People v. Fulmore

— Judgment affirmed. All concur, Simons, J., not participating. Memorandum: Defendant was convicted of forgery in the second degree and petit larceny. At trial the People introduced into evidence a confession signed by defendant in which he admitted taking to a grocery store a check payable to another person, forging that person’s name on the back of the check, and receiving the proceeds. He also admitted that he did not know the payee of the check and had no permission to cash it. The main issue on appeal is whether the People presented sufficient corroboration of this confession to satisfy CPL 60.50, which provides that a person may not be convicted of an offense solely on a confession without additional proof that the offense charged had been committed.

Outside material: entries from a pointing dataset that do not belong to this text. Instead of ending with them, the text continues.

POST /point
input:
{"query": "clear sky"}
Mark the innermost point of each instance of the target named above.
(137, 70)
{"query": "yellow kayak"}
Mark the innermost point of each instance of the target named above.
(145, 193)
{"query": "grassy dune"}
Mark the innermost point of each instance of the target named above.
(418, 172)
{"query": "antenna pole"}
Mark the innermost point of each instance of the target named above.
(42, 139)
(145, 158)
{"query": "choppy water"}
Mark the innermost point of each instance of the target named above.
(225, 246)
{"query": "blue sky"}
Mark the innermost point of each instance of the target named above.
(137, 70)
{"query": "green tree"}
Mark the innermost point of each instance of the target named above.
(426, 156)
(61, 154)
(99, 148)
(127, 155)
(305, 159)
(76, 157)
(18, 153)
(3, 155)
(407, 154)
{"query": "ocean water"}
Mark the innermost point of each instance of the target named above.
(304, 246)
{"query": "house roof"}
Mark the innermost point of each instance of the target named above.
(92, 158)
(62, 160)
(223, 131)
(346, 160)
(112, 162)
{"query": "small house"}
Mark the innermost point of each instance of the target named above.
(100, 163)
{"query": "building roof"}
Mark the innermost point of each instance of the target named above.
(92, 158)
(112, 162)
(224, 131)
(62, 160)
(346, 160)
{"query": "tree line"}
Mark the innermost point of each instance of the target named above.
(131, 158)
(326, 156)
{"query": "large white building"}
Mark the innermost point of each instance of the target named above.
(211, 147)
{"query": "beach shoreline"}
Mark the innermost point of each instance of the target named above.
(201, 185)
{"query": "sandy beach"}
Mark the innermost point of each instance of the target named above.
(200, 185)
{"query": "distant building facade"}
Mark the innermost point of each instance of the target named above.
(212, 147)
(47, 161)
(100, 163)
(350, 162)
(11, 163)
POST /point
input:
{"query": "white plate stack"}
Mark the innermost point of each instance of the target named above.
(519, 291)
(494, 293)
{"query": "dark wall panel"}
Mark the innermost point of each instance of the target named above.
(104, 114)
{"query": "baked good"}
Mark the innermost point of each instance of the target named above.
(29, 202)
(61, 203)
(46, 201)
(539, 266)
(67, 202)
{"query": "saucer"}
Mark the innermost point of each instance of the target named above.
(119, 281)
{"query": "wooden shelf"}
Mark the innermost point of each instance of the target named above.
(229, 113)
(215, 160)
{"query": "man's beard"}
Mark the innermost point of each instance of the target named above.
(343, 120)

The corroboration need not connect defendant with the crime; the rationale for the rule is simply “to guard against the possibility that a defendant might be convicted and jailed for a crime that never occurred” (People v Daniels, 37 NY2d 624,629). We have construed the section to require the People to prove that each and every element of the offense charged was committed by someone (see, e.g., People v Lipsky, 57 NY2d 560; People v Ruckdeschel, 51 AD2d 861 [reversing a robbery conviction because there was no proof of a taking]; People v Ulisano, 18 AD2d 432, 435). Defendant argues that his conviction must be reversed because there was no corroboration of the element of intent. Cases cited by defendant do not stand for this proposition. As stated in People v Ruckdeschel {supra), the People must establish the corpus delicti, and then the confession may be used to show that the crime was committed by the confessing defendant. In the instant case, the corpus delicti is the forged check. The payee testified that the signature on the back is not hers, and the store owner testified that he cashed the check, but never recovered the proceeds because the check was later dishonored. These facts establish forgery and larceny, and the element of intent may be inferred from the facts (Sandstrom v Montana, 442 US 510). (Appeal from judgment of Ontario County Court, Reed, J. — forgery, second degree, and other charges.) Present — Dillon, P. J., Simons, Doerr, Boomer and Moule, JJ.